Elliot Shin Oblander

Elliot Shin Oblander
Program
PhD
Class Year
Areas of Interest
Marketing

Elliot Shin Oblander first became interested in marketing after taking Peter Fader’s course “Applied Probability Models in Marketing” as an undergraduate at the Wharton School of the University of Pennsylvania. “This course first taught me to think about modeling individual-level behavior and inspired me to take doctoral-level courses in statistics and economics for the remainder of my undergraduate career. I decided to pursue my PhD in Marketing where I can continue conducting research on modeling consumers’ preferences and decisions.”

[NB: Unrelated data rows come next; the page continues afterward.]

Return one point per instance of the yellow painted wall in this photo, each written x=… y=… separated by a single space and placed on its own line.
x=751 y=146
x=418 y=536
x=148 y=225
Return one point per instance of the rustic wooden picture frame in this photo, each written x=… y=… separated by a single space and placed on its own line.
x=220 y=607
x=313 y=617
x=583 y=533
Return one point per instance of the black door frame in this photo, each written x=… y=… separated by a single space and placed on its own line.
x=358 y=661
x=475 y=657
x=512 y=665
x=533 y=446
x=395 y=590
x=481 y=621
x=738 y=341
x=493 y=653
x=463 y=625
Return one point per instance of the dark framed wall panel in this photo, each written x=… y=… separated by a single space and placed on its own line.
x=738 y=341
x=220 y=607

Oblander chose Columbia Business School’s PhD program because it offers a great research environment and tight-knit community. “Within my department, the faculty are very accessible to students and are happy to engage in research with students even from their first year. Faculty in other departments are also very welcoming to marketing students and I have had the great opportunity to get primary training in econometrics and machine learning.”

Oblander found the curriculum to be rigorous, especially in the first year, but also learned substantially from it – both in terms of breadth and depth. “The comprehensive coursework allows for broad exploration of the field of marketing, while still allowing us flexibility to get training and work with faculty in economics, statistics, and computer science. I have very broad interests, and Columbia’s large and research-active marketing faculty provided me with the option to explore a variety of research areas. I now have much better awareness of different research areas within marketing, and have also greatly expanded my methodological toolkit.”

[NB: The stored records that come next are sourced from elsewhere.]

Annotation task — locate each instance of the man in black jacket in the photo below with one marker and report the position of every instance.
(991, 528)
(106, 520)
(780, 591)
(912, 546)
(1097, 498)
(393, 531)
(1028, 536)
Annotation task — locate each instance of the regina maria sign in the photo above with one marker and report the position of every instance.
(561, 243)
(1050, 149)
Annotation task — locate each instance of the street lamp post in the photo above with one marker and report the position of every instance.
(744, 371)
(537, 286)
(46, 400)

One of Oblander’s favorite courses is “Computational Models in Perception and Choice,” taught by Michael Woodford in the Economics Department. “This course has taught me a whole new perspective on quantitative models of decision making and has challenged me to think more deeply about the implications of standard assumptions in economic modeling.”

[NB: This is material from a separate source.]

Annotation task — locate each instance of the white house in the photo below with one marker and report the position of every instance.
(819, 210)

At Columbia, Oblander is exploring a number of different research areas but is particularly interested in exploring the intersection of econometrics and causal inference with machine learning methods. “Modern machine learning methods have increased our capacity to handle complex, unstructured data to extract interpretable features. I am exploring research that takes such methods beyond descriptive interpretation and incorporates unstructured data into econometric models. My hope is that this fusion of methodological approaches can help us answer new questions about how consumers make decisions based on complex information obtained through channels like online review content and customer service interactions.”

After completing the PhD program, Oblander intends to become a professor. “I plan to stay in marketing as my academic field, but am interested in collaborating with researchers in economics and other disciplines. The openness of Columbia’s faculty, both in my department and beyond, to work with a relatively junior PhD student has allowed me to jumpstart my research career and foster connections, allowing me to bounce around research ideas that I can pursue in the future.”